Augmented Dickey Fuller Test for: 1st Differenced Data
ADF test statistic     -7.142271e+00
p-value                 3.300614e-10
# lags used             2.300000e+01
# observations          1.199000e+03
critical value (1%)    -3.435816e+00
critical value (5%)    -2.863954e+00
critical value (10%)   -2.568055e+00
Reject the Null hypothesis; Data is stationary

Test results confirm that we reached stationarity after the first difference(d).

Step 3 - Determine the order of ARIMA(p,d,q) Model¶

After a time series has been stationarized by differencing, the next step in fitting an ARIMA model is to determine whether AR or MA terms are needed to correct any autocorrelation that remains in the differenced series [1]. A PACF Plot can reveal recommended AR(p) orders, and an ACF Plot can do the same for MA(q) orders.

Auto Correlation Factor (ACF) - is the correlation of a series with itself lagged by x time units.
Partial Auto Coreelation Factor (PACF) - is the partial correlation coefficients between the series and lags of itself.

Let's run these plots on the first order differenced data to identify the AR(p) and MA(q) orders for ARIMA model.

# Run ACF and PACF plots to determine order
from statsmodels.graphics.tsaplots import plot_acf, plot_pacf

fig, axes = plt.subplots(2,2, figsize=(15,10))

erie_data['Erie'].plot(title='Original Data', ax=axes[0,0])
diff1_data.plot(title='1st Differenced Data', ax=axes[0,1])
plot_acf(diff1_data, lags=36, ax=axes[1,0], title='ACF - Differenced Data')
plot_pacf(diff1_data, lags=36, ax=axes[1,1], title='PACF - Differenced Data')
axes[0,0].set(xlabel='')
axes[0,1].set(xlabel='')

fig.tight_layout(pad=1.0)
plt.show()

The plot above shows original data, first order differenced data, ACF and PACF plots of differenced data. While differencing appears to remove any trend as shown in the plot of First Order Differenced data, there are still signs of seasonality. The seasonality is seen in the ACF plot displaying a pattern. A higher order differncing is needed for the pattern to be mosly insignificant.

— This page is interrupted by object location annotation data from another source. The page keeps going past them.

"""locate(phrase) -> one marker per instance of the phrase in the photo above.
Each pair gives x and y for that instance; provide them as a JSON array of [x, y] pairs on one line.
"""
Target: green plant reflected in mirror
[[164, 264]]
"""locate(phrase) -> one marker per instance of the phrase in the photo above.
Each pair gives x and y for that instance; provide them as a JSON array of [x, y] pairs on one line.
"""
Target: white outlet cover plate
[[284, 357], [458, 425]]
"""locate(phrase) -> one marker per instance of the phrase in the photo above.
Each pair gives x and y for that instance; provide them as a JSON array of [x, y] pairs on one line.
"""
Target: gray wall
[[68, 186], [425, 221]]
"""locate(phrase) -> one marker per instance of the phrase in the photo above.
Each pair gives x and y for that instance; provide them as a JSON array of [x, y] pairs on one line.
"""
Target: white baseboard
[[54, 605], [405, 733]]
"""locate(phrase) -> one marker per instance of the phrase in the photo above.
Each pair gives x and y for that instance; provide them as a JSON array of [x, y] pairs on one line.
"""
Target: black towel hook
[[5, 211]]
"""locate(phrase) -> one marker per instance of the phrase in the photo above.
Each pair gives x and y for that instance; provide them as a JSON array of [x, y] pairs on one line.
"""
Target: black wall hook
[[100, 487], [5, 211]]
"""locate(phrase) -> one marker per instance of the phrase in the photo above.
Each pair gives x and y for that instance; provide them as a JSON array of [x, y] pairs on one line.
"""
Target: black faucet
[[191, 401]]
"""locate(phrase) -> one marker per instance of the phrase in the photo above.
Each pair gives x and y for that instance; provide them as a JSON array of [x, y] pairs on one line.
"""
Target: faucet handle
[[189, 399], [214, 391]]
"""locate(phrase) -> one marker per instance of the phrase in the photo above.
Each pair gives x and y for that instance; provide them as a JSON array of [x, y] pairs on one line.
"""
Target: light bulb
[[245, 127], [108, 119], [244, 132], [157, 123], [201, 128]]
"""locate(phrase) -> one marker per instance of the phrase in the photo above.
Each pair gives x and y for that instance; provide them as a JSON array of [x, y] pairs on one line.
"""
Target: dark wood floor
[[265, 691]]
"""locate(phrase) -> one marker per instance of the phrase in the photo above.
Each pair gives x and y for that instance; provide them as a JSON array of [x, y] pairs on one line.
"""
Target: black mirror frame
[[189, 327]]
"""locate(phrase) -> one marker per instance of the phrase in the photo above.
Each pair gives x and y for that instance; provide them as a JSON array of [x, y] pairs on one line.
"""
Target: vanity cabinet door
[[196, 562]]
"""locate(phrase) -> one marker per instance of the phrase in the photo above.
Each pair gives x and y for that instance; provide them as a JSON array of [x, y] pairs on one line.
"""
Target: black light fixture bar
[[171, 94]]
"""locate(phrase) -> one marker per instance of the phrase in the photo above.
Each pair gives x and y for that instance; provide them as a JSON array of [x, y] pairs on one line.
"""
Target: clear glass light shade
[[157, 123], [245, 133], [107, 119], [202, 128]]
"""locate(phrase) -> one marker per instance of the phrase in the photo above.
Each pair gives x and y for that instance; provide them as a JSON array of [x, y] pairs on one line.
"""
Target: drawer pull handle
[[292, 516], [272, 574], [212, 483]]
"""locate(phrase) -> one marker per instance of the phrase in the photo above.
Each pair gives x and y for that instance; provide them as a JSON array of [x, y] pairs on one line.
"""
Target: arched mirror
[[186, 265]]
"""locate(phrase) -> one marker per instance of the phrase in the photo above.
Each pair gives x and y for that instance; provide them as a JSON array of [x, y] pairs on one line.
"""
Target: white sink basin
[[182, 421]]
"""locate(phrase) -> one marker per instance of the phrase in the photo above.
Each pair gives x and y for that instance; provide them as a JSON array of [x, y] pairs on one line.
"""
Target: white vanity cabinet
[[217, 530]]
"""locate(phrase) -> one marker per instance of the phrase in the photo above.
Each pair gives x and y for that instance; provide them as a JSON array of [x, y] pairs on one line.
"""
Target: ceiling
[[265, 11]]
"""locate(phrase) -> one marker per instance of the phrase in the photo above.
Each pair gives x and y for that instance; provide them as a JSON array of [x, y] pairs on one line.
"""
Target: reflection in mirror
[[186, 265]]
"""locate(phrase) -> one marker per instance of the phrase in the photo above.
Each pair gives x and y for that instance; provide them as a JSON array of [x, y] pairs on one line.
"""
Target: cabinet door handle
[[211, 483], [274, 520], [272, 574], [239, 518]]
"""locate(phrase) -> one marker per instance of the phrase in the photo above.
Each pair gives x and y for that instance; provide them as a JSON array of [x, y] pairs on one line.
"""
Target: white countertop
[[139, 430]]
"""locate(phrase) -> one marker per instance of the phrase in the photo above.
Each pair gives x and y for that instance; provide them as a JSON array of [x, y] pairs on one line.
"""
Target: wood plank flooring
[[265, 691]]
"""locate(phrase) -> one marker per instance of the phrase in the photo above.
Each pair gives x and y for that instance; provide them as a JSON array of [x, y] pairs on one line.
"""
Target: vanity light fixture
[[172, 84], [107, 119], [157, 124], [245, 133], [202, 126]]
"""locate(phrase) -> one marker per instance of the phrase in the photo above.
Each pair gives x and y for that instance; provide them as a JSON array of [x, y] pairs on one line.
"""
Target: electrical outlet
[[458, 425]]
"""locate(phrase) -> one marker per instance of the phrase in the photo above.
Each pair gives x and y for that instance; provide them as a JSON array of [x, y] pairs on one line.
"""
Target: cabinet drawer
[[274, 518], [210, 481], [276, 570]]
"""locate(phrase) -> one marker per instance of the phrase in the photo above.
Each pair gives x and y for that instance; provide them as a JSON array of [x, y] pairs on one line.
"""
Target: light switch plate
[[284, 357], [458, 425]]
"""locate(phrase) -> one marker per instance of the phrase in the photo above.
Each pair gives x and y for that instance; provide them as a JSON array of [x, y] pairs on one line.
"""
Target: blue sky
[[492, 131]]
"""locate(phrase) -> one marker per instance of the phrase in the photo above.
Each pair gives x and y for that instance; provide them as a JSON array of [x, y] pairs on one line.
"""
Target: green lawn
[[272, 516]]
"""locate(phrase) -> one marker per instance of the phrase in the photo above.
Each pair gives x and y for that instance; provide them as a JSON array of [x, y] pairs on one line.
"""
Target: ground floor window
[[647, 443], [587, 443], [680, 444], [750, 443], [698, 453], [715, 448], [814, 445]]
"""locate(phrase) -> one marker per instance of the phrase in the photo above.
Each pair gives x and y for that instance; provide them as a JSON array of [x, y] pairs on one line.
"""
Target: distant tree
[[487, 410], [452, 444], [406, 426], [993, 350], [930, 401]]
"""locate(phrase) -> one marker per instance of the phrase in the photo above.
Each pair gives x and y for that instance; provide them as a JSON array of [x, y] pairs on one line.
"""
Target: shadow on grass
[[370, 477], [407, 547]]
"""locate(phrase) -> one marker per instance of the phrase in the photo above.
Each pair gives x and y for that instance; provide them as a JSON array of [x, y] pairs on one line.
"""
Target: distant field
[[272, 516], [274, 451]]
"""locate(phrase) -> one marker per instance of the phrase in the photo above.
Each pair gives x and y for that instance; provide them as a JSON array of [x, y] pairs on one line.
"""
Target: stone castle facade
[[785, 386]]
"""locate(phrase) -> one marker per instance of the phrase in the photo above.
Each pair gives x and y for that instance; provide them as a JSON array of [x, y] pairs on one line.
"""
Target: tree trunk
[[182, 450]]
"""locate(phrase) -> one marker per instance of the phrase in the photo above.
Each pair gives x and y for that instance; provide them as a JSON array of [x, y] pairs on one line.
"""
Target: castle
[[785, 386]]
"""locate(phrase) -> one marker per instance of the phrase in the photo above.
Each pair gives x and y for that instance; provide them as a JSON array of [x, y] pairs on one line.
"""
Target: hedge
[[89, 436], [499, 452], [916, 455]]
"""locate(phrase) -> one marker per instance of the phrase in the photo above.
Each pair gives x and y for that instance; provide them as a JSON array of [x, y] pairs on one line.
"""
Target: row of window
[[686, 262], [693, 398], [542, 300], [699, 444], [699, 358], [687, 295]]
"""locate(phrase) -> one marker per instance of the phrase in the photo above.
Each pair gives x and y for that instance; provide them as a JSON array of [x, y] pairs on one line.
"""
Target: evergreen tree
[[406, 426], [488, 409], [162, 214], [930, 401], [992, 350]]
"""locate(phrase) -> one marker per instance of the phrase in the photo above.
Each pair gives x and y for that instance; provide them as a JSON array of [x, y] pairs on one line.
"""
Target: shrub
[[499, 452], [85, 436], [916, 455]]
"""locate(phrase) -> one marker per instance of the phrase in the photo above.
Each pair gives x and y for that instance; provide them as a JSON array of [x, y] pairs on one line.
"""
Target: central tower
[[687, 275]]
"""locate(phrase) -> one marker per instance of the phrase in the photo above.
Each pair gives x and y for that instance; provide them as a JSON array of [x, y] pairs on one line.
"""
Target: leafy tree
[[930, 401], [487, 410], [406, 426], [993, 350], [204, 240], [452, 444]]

We will perform second and third order differencing of data and compare the ACF and PACF plots for seasonlaity.

Note: Seasonality is reduced more quickly by taking first order seasonal and regular differences. We will discuss Seasonal Differecing and Seasonal ARIMA model in the next section.

Second and Third Order Differencing¶

Let's difference the data to create second and third order differences.

# Difference the data

# Second Order Difference
diff2_data = diff(erie_data['Erie'], k_diff=2)

# Third Order Difference
diff3_data = diff(erie_data['Erie'], k_diff=3)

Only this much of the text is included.